Like RoboVM, XMLVM contains Cocoa bindings that enable you to use native iOS APIs directly from Java, but they have many missing pieces. If you intend to use these bindings you should be prepared to pop the hood and possibly fill in some gaps yourself. Figure 8 shows an XMLVM application architecture using Cocoa wrapper classes for UI.

Figure 8. XMLVM application architecture using Cocoa

XMLVM Architecture using Cocoa

If you want to include source that has been translated by XMLVM into an existing Xcode project, you can do so, but you will need to take care to add the appropriate build rules and initialization code for the garbage collector. You should also understand the implications of mixing garbage-collected code with reference-counted code. Figure 9 shows an XMLVM application architecture where the Java business logic has been compiled to C and included in an existing Xcode project.

Figure 9. A Java app compiled to C and ported to an Xcode project

XMLVM compiles a Java app and ports it to an Xcode project

J2ObjC

J2ObjC has the narrowest focus of the tools introduced in this article. Open sourced late last year, it was designed by Google specifically to allow code to be shared between Java (Android and GWT) and Objective-C (iOS) projects. Figure 10 shows a typical path from Java to iOS using J2ObjC.

Figure 10. The J2ObjC toolchain

The J2ObjC toolchain

J2ObjC includes a command-line tool for converting Java source code to Objective-C source code. It also includes some Java annotations and a Java compatibility library for Objective-C. J2ObjC's narrow focus makes it an ideal choice if your goal is to share business logic between apps written inJava and Objective-C. Integrating code generated with J2ObjC with an existing Objective-C project is actually painless, and the close correspondence between the original Java class structure and the resulting Objective-C class structure makes it easy to use the APIs from Objective-C.

Figure 11. J2ObjC application architecture

J2ObjC Application Architecture

A key differentiator between J2ObjC and the other solutions is its preference for reference counting over garbage collection (that is, while it can use GC, it isn't supported on iOS). In addition to "transpile-time" management for reference-counting, and its support for manual reference counting and ARC via command-line flags, J2ObjC provides two mechanisms to help you deal with memory management in your Java code:

  1. Annotations to provide memory management hints (e.g. @Weak)
  2. A memory profiling tool to help detect memory cycles, called MemDebug

Garbage collection versus reference counting

While garbage collection makes our lives easier inside the Java world, it complicates them in the native world, where reference counting is the rule of the day.

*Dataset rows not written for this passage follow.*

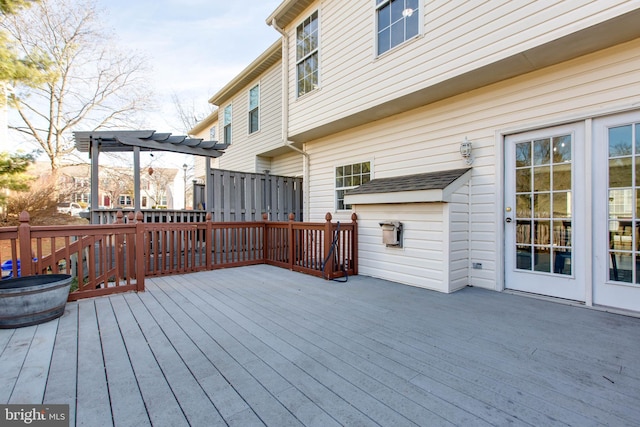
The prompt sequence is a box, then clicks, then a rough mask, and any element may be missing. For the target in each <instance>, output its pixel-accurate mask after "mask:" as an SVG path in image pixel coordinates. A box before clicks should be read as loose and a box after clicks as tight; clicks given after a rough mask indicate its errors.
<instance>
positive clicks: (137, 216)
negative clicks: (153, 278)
mask: <svg viewBox="0 0 640 427" xmlns="http://www.w3.org/2000/svg"><path fill="white" fill-rule="evenodd" d="M143 220H144V216H143V215H142V212H140V211H138V212H137V213H136V221H135V225H136V290H137V291H138V292H143V291H144V278H145V276H146V274H147V272H146V271H145V264H146V259H145V254H144V222H143Z"/></svg>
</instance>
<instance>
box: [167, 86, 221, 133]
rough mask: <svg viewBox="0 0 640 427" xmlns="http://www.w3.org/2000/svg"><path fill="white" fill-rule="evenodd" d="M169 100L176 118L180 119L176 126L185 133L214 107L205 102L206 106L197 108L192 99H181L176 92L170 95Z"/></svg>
mask: <svg viewBox="0 0 640 427" xmlns="http://www.w3.org/2000/svg"><path fill="white" fill-rule="evenodd" d="M171 101H172V102H173V107H174V108H175V111H176V115H177V117H178V119H180V123H179V124H178V126H179V128H180V129H181V130H182V131H183V132H184V133H185V134H186V133H188V132H189V131H190V130H191V129H193V128H194V127H195V126H196V125H197V124H198V122H200V121H201V120H203V119H204V118H205V117H207V116H208V115H209V114H211V112H212V111H213V110H214V107H213V106H212V105H211V104H209V103H207V104H206V106H203V107H201V108H198V107H196V104H195V101H194V100H193V99H192V100H191V101H190V102H189V103H187V102H185V101H183V100H181V99H180V97H179V96H178V94H176V93H173V94H172V95H171Z"/></svg>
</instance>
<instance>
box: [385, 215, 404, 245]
mask: <svg viewBox="0 0 640 427" xmlns="http://www.w3.org/2000/svg"><path fill="white" fill-rule="evenodd" d="M380 227H381V228H382V243H383V244H385V245H387V246H388V247H396V248H401V247H402V223H401V222H398V221H386V222H381V223H380Z"/></svg>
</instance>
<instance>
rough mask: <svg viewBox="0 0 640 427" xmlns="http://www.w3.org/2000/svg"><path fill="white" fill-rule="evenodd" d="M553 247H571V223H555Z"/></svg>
mask: <svg viewBox="0 0 640 427" xmlns="http://www.w3.org/2000/svg"><path fill="white" fill-rule="evenodd" d="M553 245H554V246H563V247H566V248H570V247H571V221H553Z"/></svg>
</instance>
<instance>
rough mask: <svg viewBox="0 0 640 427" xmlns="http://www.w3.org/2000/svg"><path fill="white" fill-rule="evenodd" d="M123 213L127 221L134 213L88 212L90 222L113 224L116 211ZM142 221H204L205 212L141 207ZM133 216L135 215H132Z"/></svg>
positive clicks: (171, 221)
mask: <svg viewBox="0 0 640 427" xmlns="http://www.w3.org/2000/svg"><path fill="white" fill-rule="evenodd" d="M119 212H120V213H123V214H124V216H123V218H122V219H123V221H124V222H125V223H127V222H128V221H129V216H130V215H129V214H132V213H134V211H133V209H95V210H92V211H91V212H90V213H89V216H90V218H89V220H90V222H91V224H115V223H116V221H117V220H118V213H119ZM140 212H142V216H143V221H144V222H145V223H150V222H162V223H167V222H172V223H175V222H179V223H184V222H204V221H206V216H207V212H206V211H203V210H184V209H143V210H141V211H140ZM132 218H135V216H132Z"/></svg>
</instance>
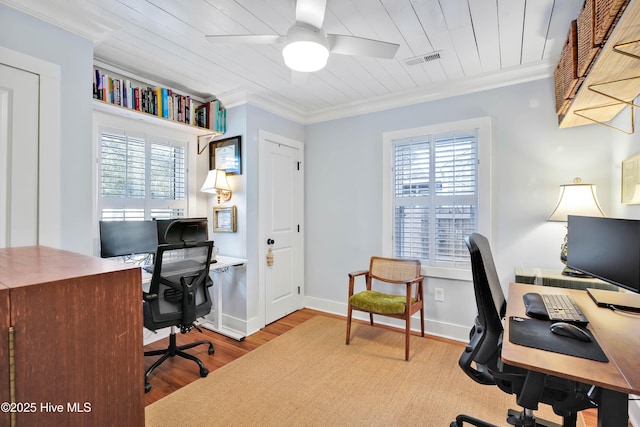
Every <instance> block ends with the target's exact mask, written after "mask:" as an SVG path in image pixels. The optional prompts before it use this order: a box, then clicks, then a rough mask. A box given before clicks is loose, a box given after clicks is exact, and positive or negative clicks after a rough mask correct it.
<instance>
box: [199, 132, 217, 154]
mask: <svg viewBox="0 0 640 427" xmlns="http://www.w3.org/2000/svg"><path fill="white" fill-rule="evenodd" d="M215 137H216V134H215V133H209V134H206V135H198V155H200V154H202V153H204V150H206V149H207V147H208V146H209V143H210V142H211V141H213V138H215ZM200 138H202V139H203V140H206V142H204V143H203V147H202V148H200Z"/></svg>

For instance, if you set a property of an Objective-C object to be a Java object, the garbage collector will know nothing about this reference. As a result, it may free the memory of the object if it is no longer accessible inside the Java world, even if the native world still needs it. The solution is to introduce your own form of reference counting for objects that you wish to maintain references to inside non garbage-collected structures.